Side-to-Side Isoperistaltic Strictureplasty Helpful in Crohn's
Age at diagnosis and surgery, family history, smoking are independent risk factors for recurrence
TUESDAY, Jan. 5, 2016 (HealthDay News) -- For patients with Crohn's disease (CD), side-to-side isoperistaltic strictureplasty (SSIS) is beneficial, with acceptable recurrence rates, according to a study published online Dec. 30 in JAMA Surgery.
Marilena Fazi, M.D., from the University of Florence in Italy, and colleagues examined the results obtained in a monocentric population of 91 patients with CD who underwent SSIS (mean age, 39.5 years; mean preoperative disease duration, 97.9 months). The procedure was performed according to the Michelassi technique in 69 patients and according to the Tonelli technique in 22 patients.
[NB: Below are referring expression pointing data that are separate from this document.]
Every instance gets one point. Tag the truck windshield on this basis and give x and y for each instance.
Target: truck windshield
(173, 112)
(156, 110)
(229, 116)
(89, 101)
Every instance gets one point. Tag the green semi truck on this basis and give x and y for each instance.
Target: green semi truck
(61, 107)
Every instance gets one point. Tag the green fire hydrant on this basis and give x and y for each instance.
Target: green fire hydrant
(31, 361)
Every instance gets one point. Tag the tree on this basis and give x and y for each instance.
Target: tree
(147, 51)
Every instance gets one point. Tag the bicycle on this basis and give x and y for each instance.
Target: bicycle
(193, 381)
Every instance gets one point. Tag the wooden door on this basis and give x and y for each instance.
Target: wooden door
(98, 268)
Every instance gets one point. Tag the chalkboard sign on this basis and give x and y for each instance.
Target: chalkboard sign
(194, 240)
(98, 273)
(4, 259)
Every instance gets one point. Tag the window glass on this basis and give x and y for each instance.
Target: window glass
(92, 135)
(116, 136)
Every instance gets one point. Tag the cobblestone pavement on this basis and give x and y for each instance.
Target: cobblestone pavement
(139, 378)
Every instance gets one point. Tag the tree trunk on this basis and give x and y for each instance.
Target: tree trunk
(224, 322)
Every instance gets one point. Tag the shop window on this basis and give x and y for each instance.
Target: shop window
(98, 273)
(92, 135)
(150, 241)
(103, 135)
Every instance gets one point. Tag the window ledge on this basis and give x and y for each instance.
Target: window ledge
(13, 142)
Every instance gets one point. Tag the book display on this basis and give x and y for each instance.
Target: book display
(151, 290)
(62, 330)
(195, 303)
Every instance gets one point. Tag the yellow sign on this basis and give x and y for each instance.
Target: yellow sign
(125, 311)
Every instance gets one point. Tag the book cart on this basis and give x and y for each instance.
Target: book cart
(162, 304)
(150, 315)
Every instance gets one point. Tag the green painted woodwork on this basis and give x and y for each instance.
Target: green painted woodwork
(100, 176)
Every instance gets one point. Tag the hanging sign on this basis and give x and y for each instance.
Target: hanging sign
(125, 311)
Follow-up data were available for 91.2 percent of patients, of whom 44.58 percent experienced recurrence at a mean of 55.46 months postoperatively. The researchers found that, overall, 28.9 percent of patients experienced recurrence at the SSIS site, which occurred at a mean of 48.25 months after surgery (nine medical and 15 surgical recurrence cases). There was a significant association for recurrence in the SSIS with time elapsed between diagnosis and surgery (P = 0.03). There was a borderline correlation between family history of CD and surgical recurrence (P = 0.054). In multivariate analysis, independent risk factors for recurrence were found to be age at diagnosis (P = 0.02), age at surgery (P = 0.005), family history (P = 0.01), and smoking habit (P = 0.007).
"In the short-term, SSIS leads to a resolution of symptoms in more than 90 percent of cases and the recurrence rate in the SSIS area is acceptable, even after long-term follow-up," the authors write.